High‐loading LiBH4 Confined in Structurally Tunable Ni Catalyst‐decorated Porous Carbon Scaffold for Fast Hydrogen Desorption

Abstract

AbstractCatalysts combined with nanoconfinement can improve the sluggish desorption kinetics and poor reversibility of LiBH4. However, at high LiBH4 loading, their hydrogen storage performance is significantly reduced. Herein, a porous carbon‐sphere scaffold decorated with Ni nanoparticles (NPs) was synthesised by calcining a Ni metal‐organic framework precursor, followed by partial etching of the Ni NPs to fabricate an optimised scaffold with a high surface area and large porosity that accommodates high LiBH4 loading (up to 60 wt.%) and exhibits remarkable catalyst/nanoconfinement synergy.

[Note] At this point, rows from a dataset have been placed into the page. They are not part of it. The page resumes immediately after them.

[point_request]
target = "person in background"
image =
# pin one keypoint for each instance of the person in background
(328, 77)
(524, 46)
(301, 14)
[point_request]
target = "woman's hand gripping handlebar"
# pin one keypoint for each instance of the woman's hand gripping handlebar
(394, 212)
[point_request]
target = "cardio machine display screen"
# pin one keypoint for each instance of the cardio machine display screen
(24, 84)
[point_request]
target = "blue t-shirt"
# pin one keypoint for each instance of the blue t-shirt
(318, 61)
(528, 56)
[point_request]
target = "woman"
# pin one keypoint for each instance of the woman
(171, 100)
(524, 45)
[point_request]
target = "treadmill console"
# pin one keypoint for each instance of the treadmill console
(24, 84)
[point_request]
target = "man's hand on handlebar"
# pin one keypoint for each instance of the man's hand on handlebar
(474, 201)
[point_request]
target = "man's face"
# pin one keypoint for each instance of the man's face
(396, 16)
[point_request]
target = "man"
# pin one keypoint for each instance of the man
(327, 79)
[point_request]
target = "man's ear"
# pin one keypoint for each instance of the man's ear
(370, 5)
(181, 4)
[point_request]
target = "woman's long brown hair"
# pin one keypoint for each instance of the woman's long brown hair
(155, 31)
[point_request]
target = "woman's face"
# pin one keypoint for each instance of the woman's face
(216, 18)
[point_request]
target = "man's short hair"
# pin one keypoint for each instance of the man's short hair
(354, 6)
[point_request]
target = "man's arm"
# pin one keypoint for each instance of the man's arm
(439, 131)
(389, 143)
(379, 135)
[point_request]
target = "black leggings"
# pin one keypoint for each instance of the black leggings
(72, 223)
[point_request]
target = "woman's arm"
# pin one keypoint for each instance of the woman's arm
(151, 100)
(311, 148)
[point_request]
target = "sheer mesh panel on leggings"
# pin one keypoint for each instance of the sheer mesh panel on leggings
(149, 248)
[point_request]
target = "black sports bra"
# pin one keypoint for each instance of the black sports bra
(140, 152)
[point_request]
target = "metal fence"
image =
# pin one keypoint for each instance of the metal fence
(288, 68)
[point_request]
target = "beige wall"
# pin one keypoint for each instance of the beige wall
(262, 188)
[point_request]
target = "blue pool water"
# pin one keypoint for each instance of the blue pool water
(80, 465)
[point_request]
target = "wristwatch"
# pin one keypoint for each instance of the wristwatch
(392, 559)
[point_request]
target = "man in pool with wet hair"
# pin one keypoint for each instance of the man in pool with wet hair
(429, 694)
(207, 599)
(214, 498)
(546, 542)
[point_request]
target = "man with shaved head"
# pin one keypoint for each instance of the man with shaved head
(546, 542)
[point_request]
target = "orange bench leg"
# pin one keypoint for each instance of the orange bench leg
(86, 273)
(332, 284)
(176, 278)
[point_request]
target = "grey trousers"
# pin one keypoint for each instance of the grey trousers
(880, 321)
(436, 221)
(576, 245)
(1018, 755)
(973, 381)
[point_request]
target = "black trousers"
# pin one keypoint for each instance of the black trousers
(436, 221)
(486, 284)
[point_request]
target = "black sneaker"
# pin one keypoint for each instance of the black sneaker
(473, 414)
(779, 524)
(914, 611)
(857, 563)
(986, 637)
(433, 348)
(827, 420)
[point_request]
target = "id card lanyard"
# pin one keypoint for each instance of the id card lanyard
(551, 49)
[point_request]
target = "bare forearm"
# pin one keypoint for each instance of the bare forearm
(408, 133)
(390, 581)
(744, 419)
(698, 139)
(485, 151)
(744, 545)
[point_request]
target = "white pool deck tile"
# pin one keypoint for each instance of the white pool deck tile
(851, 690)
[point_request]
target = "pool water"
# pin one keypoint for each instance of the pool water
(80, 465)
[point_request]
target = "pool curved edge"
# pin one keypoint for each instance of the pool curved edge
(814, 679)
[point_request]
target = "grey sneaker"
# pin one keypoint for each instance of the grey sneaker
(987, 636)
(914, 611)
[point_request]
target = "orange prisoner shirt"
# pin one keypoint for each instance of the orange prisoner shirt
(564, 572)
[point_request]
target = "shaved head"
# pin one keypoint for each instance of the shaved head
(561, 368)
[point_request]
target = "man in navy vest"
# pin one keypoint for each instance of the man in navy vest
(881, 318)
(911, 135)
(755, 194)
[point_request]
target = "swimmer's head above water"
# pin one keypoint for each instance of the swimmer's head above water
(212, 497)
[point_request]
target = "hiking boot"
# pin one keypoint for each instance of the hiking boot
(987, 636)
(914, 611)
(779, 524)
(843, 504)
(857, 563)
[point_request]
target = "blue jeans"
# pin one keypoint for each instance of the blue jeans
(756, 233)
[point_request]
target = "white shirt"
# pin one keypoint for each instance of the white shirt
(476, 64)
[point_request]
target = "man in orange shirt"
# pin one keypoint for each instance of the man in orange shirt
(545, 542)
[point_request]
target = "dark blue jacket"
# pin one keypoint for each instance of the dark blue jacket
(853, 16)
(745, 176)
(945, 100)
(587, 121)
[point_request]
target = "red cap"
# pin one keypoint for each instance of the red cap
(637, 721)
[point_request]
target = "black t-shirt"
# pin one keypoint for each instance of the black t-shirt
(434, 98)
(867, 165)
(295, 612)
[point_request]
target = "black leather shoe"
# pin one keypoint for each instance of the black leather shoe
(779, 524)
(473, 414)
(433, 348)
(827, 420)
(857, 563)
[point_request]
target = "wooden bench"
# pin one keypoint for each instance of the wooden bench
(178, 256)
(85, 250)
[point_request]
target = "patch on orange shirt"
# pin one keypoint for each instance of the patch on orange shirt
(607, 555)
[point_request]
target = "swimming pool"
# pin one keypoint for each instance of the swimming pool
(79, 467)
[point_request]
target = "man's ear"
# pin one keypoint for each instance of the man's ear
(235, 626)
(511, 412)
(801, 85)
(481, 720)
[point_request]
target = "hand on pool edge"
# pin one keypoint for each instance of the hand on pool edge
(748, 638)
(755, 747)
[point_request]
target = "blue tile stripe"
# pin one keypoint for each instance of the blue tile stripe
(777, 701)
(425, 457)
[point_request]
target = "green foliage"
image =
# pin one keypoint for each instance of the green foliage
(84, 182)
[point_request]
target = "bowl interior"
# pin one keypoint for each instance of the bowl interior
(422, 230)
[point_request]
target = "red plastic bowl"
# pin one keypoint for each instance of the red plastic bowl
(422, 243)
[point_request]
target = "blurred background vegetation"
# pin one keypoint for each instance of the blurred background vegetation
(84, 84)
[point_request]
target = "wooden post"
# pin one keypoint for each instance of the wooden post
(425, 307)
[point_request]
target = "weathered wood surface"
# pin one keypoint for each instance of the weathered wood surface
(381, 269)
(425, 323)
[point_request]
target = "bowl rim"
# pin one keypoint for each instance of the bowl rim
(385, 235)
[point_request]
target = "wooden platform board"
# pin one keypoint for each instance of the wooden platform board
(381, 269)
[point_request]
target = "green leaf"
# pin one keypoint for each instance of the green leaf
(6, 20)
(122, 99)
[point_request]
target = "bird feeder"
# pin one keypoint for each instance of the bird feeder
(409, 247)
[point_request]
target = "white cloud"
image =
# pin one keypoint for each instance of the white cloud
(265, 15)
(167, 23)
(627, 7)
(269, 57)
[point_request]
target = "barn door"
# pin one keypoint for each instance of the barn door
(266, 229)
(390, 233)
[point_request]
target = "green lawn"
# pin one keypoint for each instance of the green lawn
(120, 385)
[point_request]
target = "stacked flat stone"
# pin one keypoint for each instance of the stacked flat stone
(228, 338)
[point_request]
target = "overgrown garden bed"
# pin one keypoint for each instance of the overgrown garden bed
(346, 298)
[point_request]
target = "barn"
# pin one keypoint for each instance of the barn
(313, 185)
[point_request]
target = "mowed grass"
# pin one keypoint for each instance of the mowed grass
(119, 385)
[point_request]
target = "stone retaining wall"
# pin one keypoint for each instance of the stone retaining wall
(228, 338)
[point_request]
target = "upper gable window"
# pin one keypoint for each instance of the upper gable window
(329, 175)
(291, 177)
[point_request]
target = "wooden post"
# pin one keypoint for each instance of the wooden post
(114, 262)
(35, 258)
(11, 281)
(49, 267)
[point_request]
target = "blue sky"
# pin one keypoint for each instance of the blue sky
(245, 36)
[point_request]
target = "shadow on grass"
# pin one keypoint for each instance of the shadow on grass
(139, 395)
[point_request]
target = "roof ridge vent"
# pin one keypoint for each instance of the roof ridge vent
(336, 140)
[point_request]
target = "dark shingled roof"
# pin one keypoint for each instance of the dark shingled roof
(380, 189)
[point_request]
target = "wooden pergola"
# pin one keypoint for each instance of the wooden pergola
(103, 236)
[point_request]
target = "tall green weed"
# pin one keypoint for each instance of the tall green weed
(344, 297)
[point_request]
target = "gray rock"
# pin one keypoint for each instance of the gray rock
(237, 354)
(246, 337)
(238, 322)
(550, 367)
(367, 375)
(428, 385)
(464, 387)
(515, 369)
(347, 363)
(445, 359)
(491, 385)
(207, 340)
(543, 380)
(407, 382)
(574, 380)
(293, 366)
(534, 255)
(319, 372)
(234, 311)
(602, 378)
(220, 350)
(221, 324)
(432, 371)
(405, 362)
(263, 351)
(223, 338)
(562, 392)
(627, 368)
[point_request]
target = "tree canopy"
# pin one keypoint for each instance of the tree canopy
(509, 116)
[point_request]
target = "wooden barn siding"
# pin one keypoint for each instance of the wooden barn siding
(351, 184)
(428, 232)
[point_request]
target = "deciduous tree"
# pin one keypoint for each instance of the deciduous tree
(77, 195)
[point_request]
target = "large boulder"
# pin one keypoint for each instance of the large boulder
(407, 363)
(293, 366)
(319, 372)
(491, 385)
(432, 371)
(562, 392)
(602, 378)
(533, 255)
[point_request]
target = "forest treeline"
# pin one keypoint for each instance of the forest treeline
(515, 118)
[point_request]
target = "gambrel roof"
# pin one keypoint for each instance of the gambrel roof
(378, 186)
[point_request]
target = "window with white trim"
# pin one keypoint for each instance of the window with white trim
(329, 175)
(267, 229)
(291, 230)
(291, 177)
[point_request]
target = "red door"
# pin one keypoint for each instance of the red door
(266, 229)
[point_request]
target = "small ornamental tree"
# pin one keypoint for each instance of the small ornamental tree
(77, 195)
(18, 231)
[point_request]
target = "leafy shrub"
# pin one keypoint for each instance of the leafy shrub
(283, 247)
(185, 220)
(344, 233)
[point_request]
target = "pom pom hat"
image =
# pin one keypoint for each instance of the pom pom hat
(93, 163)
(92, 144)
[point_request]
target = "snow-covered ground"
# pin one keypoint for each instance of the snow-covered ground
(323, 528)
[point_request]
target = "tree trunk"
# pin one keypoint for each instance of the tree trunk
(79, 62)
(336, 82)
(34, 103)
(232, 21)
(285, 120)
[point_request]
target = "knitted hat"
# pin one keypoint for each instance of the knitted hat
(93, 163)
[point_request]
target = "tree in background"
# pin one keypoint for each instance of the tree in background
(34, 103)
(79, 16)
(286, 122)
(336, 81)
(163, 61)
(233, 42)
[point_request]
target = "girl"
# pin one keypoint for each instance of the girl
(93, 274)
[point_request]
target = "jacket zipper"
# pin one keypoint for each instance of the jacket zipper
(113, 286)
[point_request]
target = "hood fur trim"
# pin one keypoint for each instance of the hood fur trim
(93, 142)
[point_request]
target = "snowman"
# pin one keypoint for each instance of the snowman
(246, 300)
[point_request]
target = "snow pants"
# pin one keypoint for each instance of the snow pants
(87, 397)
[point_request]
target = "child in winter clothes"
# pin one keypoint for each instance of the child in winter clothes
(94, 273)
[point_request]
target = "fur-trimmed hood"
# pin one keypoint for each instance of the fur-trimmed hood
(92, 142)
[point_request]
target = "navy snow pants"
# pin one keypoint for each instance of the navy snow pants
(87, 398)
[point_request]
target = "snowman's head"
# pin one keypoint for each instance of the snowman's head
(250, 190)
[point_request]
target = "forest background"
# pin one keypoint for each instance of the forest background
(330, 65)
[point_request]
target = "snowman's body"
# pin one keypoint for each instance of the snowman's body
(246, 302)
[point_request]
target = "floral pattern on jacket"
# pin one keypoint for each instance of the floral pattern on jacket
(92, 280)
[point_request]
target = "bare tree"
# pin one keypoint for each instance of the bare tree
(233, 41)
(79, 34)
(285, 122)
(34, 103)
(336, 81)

Owing to the catalytic effect of Ni2B (formed in situ during dehydrogenation) and the reduced hydrogen diffusion distances, the 60 wt.% LiBH4 confined system exhibited enhanced dehydrogenation kinetics with >87% of the total hydrogen storage capacity released within 30 min at 375 °C. The apparent activation energies were significantly reduced to 110.5 and 98.3 kJ/mol, compared to that of pure LiBH4 (149.6 kJ/mol). Moreover, partial reversibility was achieved under moderate conditions (75 bar H2, 300 °C) with rapid dehydrogenation during cycling.